At the same time, China is realising that its graduation from developing nation to emerging superpower carries its own burdens and perils. It is still a nation beset by severe economic inequality, ethnic rivalries and corruption. In its feverish drive to modernise and to show both its own people and the wider world that it is doing so, China has often cut corners, creating environmental pollution within its own borders. Its Malthusian One Child Policy, an authoritarian solution to a problem that never materialised, has left it with a dearth of both young workers and women of childbearing age. Worse, even though the Chinese government officially relaxed the policy a few years ago, its effects have seemingly become part of the cultural landscape of modern China. The Chinese are not having more children even though they now find themselves allowed and even encouraged to do so.
In summary, the news about the relationship between these two very different superpowers, one long dominant but seemingly weakened, the other a rising upstart eager to establish its credentials, seems all bad. The question is what can be done to ease tensions and allow these two nations, their satellites and beneficiaries, along with the rest of the larger world, to coexist peacefully and to avoid a repetition of the globe-wrenching conflicts that characterised the first half of the 20th century?
I am a member of China’s generation of only children and a lucky daughter of the same. I have always wondered:
Why do nations fight wars rather than cooperate? Which common factors precipitate war and which, peace?

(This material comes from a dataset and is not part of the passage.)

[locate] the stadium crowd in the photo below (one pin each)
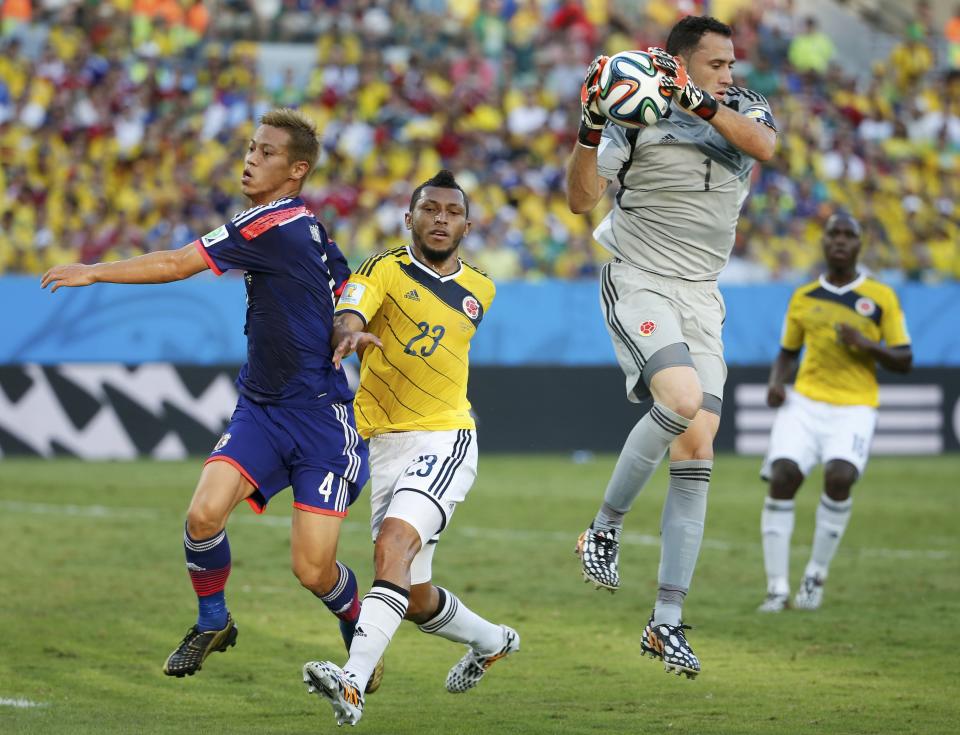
(120, 122)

Is war diplomacy by other means, or is diplomacy war by other means or both, or neither?
Awareness of the damage that armed conflict, even conflict confined to the technology of modern conventional warfare, could do to both nations may help to keep the US and China from the brink and nudge other nations toward diplomacy.
Track 2 diplomacy and the efforts of its proponents can help to keep the lessons of the past at the forefront of the public consciousness. Even in a nation like China with its central authority and rigid political power structure, the views and concerns of everyday citizens weigh on larger policy decisions.
Remembering the past may not be enough to help us avoid repeating it, but if we ignore its lessons, the odds are all too ominous that we shall find ourselves re-living its dread and fear in ever more threatening contexts.